POR VALENTÍN TRUJILLO
Una vez, conversando con un empresario del vino amigo de Sacarcorchos, escuchamos de su boca la frase: "Desconfiá de un sommelier flaco". Porque son muchos los que hablan de maridar comidas y vinos, que hablan del buen comer, que las maravillas de los platos y sus acompañamientos, pero presentan un estómago flácido como un reloj de Salvador Dalí.
La norma indica que para saber de gastronomía hay que ostentar un vientre abultado, una panzaorgullosa, que se haya formado mezclando carnes rojas con tannat, quesos duros y hongos con sauvignon blanc, pescados fritos, a la parrila o al horno con sauvignon blanc o incluso algún rosé.
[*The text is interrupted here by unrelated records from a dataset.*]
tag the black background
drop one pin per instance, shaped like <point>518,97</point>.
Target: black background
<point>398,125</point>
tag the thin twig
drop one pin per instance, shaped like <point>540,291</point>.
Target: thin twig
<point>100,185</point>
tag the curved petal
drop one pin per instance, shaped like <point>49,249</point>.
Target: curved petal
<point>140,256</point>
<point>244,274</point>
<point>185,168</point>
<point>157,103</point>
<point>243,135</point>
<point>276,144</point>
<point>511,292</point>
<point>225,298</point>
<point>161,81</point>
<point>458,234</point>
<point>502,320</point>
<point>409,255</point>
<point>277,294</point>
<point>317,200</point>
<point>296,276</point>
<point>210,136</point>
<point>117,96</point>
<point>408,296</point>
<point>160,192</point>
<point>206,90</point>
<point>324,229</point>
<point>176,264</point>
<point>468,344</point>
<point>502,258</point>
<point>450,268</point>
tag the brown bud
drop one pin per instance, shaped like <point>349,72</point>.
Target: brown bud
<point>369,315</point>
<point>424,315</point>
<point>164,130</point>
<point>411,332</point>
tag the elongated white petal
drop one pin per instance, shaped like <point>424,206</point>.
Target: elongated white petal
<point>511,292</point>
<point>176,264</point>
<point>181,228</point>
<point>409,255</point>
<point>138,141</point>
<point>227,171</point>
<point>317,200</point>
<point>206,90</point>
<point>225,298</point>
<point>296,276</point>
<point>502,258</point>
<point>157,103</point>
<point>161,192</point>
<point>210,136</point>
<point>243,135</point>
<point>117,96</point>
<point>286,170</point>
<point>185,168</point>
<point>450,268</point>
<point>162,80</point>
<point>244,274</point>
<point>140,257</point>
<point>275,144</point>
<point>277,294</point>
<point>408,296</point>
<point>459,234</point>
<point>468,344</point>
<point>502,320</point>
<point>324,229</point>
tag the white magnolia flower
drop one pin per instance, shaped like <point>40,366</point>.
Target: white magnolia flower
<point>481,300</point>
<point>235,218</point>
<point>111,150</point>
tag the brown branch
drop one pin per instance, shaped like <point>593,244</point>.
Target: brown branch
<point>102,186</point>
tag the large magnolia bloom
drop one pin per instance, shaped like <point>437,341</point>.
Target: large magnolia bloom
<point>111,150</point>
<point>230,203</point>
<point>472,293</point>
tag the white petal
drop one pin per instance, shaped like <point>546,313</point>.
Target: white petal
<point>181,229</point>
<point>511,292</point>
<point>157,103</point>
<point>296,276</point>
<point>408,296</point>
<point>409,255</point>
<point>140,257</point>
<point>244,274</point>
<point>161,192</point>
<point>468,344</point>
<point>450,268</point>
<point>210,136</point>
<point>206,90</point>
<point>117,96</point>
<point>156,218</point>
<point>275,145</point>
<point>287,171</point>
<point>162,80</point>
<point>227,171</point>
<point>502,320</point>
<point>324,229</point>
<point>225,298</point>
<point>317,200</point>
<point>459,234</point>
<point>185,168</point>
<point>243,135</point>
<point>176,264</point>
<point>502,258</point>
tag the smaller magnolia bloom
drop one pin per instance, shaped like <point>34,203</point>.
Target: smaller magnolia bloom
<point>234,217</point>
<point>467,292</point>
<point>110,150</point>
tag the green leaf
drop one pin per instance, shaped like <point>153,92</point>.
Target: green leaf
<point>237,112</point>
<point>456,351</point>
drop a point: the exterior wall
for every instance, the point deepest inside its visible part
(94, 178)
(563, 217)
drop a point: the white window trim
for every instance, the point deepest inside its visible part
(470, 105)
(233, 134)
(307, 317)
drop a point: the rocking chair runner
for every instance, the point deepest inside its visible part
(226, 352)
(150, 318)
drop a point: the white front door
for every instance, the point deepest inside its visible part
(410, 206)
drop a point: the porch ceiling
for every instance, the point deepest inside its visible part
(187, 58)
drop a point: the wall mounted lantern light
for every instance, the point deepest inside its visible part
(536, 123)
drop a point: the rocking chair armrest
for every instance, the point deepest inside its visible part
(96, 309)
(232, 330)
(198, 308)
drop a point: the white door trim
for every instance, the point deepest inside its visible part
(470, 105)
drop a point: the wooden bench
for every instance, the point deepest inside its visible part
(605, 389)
Y los postres, imprescindibles, regados con nu buen espumante o con un oportuno oporto.
Claro, siempre está la excepción que confirma la regla, como el genial Anthony Bourdain, un tipo alto y relativamente flaco.
Pero son los menos. El que quiera opinar con criterio, debe pesar por lo menos cien kilos. Debe tener un estómago acostumbrado al bombardeo, al aguante de varios platos y varios vinos.
El que se quiera formar en las lides de la comida y la bebida debe quedar como la letra D. Si no es así, hay que hacer el gesto con la nariz a un costado y desconfiar.